A brash businessman with martial arts skills was leading Mongolia’s first-ever presidential runoff election early Saturday after a scandal-plagued race to take the helm of the resource-rich but debt-laden country.
Khaltmaa Battulga of the opposition Democratic Party (DP), a 54-year-old former world champion in the Soviet martial art Sambo, had 50.7 percent of the vote with 87 percent of ballots counted, according to the General Election Commission.
“Mongolia has won,” Battulga said at a press conference, though the commission will announce the winner later on Saturday. “I will start work straight away to resolve the economic difficulties and make Mongolians debt free as I promised.”
Parliament speaker Mieygombo Enkhbold of the Mongolian People’s Party (MPP), which holds the majority in the legislature, was behind with 41 percent.
Some 8.3 percent of the votes were blank ballots.
Many voters in the vast nation of three million people sandwiched between Russia and China were so fed up with their politicians that they launched a campaign to submit unmarked ballots.
A candidate must win more than 50 percent of the votes to be declared the winner. If neither candidate reaches this number, the parties are required to nominate different representatives for an entirely new election.
The new president will inherit a $5.5 billion International Monetary Fund-led bailout designed to stabilise its economy and lessen its dependence on China, which purchases 80 percent of Mongolian exports.
The former Soviet satellite’s economy grew by a measly one percent last year, a stark contrast from an impressive 17 percent in 2011.
It has been hit hard by a more than 50 percent fall in the price of copper, its main export, over the past five years, while slowing growth in its biggest customer China has hobbled the economy.
Battulga, a real estate tycoon whose company funded a massive $4.1 million statue of emperor Genghis Khan, has pledged to tap the country’s mining wealth to get Mongolians out of debt.
The outgoing president, Tsakhia Elbegdorj of Battulga’s Democratic Party, did not run because he served the maximum two four-year terms.
Battulga’s lead shows that voters were “looking to balance” the MPP’s dominance of parliament and the presidency, said Julian Dierkes, a Mongolia scholar at the University of British Columbia.
“Battulga’s biggest challenge will be cohabitation with (the) MPP parliament,” Dierkes told AFP. “Surely, parliament will almost immediately start discussions about constitutional reform taking powers from presidency.”
In the runup to the June 26 first round, mudslinging between the three candidates overshadowed the issues that most concerned voters, such as the economy and jobs.
Enkhbold eked out a mere 0.1 percent victory over the Mongolian Revolutionary People’s Party’s Sainkhuu Ganbaatar in the first round.
Ganbaatar cried foul and demanded a recount, but the result was eventually confirmed.
Both Battulga and Enkhbold were linked to scandals ahead of the first-round vote.
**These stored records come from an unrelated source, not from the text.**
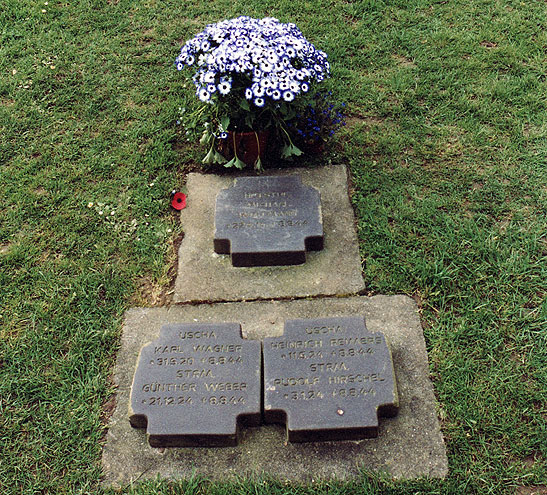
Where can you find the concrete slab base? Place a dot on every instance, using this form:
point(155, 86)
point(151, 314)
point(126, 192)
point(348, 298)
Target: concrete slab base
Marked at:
point(204, 276)
point(408, 446)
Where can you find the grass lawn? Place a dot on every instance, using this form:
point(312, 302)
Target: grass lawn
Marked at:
point(447, 146)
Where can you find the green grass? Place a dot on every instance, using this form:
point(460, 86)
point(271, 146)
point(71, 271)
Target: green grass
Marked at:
point(447, 145)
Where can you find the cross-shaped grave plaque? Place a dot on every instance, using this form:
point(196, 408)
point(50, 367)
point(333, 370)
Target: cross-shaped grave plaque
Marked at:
point(195, 385)
point(268, 221)
point(328, 379)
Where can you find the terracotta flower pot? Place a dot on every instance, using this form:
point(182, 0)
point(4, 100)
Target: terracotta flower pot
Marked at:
point(249, 146)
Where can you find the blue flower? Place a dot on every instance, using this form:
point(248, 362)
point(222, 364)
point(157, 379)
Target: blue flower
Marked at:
point(288, 96)
point(224, 87)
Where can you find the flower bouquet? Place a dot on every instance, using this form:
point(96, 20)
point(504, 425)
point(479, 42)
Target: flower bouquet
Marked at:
point(254, 78)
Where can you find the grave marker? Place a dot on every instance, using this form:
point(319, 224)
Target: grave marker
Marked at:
point(328, 379)
point(265, 221)
point(195, 385)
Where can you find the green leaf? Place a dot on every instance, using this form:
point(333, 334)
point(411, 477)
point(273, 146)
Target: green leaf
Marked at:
point(290, 150)
point(238, 163)
point(225, 122)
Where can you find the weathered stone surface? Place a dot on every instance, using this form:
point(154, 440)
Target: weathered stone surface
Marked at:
point(328, 379)
point(204, 276)
point(268, 220)
point(408, 446)
point(195, 385)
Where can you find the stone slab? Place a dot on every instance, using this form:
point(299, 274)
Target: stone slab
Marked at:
point(409, 445)
point(328, 379)
point(196, 384)
point(268, 221)
point(204, 276)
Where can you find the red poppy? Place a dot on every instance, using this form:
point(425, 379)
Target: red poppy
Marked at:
point(178, 201)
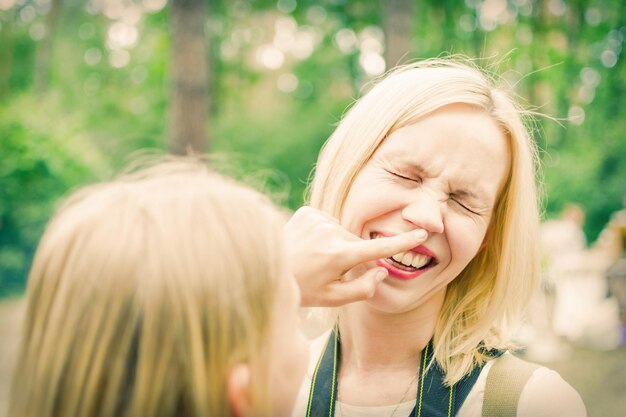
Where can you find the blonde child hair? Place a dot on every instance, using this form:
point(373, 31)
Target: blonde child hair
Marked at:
point(486, 300)
point(143, 294)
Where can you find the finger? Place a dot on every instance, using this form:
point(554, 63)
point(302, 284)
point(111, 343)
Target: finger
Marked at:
point(308, 212)
point(357, 289)
point(384, 247)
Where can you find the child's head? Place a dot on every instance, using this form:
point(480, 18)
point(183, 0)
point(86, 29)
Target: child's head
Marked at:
point(162, 293)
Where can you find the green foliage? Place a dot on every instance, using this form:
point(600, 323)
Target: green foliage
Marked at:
point(105, 102)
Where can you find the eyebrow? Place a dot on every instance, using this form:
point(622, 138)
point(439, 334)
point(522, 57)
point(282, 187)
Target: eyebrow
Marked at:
point(466, 193)
point(419, 169)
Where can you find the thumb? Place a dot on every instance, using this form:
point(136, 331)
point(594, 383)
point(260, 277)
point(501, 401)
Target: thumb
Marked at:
point(357, 289)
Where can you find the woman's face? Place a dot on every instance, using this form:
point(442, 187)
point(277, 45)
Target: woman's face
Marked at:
point(441, 174)
point(289, 350)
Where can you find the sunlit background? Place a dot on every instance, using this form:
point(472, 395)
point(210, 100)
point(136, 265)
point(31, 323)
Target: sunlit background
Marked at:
point(85, 84)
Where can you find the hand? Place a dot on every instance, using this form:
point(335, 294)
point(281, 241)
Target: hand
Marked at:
point(320, 251)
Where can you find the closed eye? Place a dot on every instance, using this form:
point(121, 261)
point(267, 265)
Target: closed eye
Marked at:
point(465, 206)
point(395, 174)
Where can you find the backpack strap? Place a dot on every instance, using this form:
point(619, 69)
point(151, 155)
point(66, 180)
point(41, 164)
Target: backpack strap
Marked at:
point(506, 380)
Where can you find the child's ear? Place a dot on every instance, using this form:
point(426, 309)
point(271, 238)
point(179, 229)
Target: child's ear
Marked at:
point(239, 390)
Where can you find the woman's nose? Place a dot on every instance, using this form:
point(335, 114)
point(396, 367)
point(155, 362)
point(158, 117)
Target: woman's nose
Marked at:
point(424, 211)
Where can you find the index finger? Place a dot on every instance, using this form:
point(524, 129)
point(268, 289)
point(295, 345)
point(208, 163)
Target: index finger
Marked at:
point(384, 247)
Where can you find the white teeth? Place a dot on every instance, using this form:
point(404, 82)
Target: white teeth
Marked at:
point(419, 261)
point(410, 259)
point(413, 259)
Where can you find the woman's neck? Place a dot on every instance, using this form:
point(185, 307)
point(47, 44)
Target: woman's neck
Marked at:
point(372, 340)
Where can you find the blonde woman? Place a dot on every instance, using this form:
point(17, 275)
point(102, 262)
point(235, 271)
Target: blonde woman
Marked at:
point(437, 148)
point(162, 293)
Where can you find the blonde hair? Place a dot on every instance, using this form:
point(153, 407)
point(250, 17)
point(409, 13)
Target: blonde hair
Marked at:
point(488, 297)
point(144, 292)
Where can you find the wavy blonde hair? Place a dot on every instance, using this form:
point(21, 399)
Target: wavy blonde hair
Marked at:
point(144, 292)
point(488, 298)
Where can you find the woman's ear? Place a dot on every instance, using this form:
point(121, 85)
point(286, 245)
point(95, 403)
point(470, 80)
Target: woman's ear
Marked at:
point(239, 390)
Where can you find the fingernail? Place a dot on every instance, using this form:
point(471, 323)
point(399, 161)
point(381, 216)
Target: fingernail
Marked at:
point(381, 275)
point(420, 234)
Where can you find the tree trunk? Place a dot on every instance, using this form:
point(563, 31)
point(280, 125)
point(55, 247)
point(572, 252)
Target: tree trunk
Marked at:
point(44, 53)
point(189, 78)
point(398, 24)
point(6, 55)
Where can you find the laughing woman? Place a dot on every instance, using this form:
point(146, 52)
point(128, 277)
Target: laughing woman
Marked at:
point(434, 148)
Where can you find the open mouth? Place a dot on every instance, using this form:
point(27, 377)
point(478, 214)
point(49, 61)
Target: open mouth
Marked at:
point(410, 260)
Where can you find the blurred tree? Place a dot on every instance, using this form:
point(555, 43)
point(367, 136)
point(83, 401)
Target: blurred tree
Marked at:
point(398, 24)
point(46, 47)
point(189, 77)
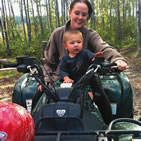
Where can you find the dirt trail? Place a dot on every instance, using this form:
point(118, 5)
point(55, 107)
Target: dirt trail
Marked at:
point(133, 73)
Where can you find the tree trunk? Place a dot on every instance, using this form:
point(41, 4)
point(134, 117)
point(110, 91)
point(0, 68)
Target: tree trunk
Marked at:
point(102, 6)
point(50, 19)
point(5, 29)
point(123, 22)
point(118, 22)
point(34, 20)
point(111, 15)
point(139, 26)
point(63, 11)
point(57, 14)
point(93, 15)
point(47, 21)
point(22, 18)
point(40, 20)
point(2, 30)
point(27, 21)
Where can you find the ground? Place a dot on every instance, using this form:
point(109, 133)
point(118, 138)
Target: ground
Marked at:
point(133, 73)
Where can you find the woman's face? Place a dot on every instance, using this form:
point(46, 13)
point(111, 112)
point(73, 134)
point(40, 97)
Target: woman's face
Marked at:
point(78, 15)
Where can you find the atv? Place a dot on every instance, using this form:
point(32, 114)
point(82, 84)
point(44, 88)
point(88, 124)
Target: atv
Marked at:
point(116, 86)
point(65, 112)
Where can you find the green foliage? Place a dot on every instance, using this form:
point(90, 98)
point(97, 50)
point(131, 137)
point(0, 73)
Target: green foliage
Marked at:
point(106, 26)
point(9, 74)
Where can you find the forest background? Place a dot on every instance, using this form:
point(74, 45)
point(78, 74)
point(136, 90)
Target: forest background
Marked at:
point(117, 21)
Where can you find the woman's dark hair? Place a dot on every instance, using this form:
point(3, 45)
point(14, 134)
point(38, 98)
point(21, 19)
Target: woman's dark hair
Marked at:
point(82, 1)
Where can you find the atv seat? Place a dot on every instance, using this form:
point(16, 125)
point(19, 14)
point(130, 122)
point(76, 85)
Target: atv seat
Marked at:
point(61, 109)
point(59, 124)
point(63, 93)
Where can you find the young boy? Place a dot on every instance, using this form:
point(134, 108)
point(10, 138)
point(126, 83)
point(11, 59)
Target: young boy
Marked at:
point(74, 65)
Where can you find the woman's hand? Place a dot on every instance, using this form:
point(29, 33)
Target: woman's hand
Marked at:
point(68, 80)
point(122, 65)
point(40, 88)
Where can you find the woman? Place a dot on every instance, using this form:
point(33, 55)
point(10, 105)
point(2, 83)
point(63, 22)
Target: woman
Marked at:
point(80, 11)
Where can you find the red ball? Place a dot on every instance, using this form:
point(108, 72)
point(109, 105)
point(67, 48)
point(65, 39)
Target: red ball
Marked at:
point(16, 123)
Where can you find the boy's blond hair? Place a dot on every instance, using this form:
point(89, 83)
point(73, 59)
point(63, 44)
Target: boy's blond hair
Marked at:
point(69, 32)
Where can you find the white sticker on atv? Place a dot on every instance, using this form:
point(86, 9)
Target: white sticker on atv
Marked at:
point(114, 108)
point(29, 104)
point(60, 112)
point(66, 85)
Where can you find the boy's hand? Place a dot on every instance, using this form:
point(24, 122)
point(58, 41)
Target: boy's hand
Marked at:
point(40, 88)
point(68, 80)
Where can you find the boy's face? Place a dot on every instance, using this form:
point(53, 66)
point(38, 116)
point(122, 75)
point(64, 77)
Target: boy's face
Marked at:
point(73, 44)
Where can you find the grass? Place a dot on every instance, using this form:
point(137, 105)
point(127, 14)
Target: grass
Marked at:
point(9, 74)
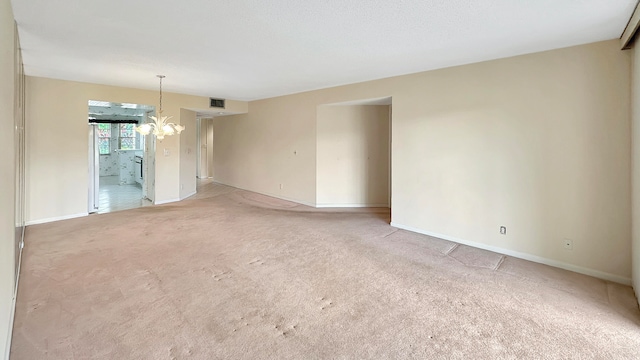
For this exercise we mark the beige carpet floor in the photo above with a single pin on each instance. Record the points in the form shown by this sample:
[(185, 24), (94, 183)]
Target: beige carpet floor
[(239, 275)]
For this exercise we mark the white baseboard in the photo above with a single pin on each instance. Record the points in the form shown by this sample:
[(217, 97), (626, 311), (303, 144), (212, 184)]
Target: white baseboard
[(191, 194), (351, 205), (269, 194), (12, 316), (538, 259), (166, 201), (57, 218)]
A video showed Enkhbold and two MPP officials allegedly discussing a $60 billion tugrik ($25 million) plan for selling government positions.
Battulga was haunted by reports of offshore accounts attached to his name, as well as the arrests of several of his associates by Mongolia’s anti-corruption body last spring.
But in the nearly two weeks between the first round and the runoff, public opinion appeared to turn in favour of Battulga, Dierkes said.
Dierkes noted that the MPP announced Tuesday that Mongolian parents would be a given a monthly 20,000 tugrik ($8) allowance for every child, giving Enkhbold’s camp “a look of desperation”.
But Battulga’s party had made its own share of promises: On Monday, DP officials pledged that if Battulga was elected, he would order the government to cover students’ tuition loans and herders’ debts.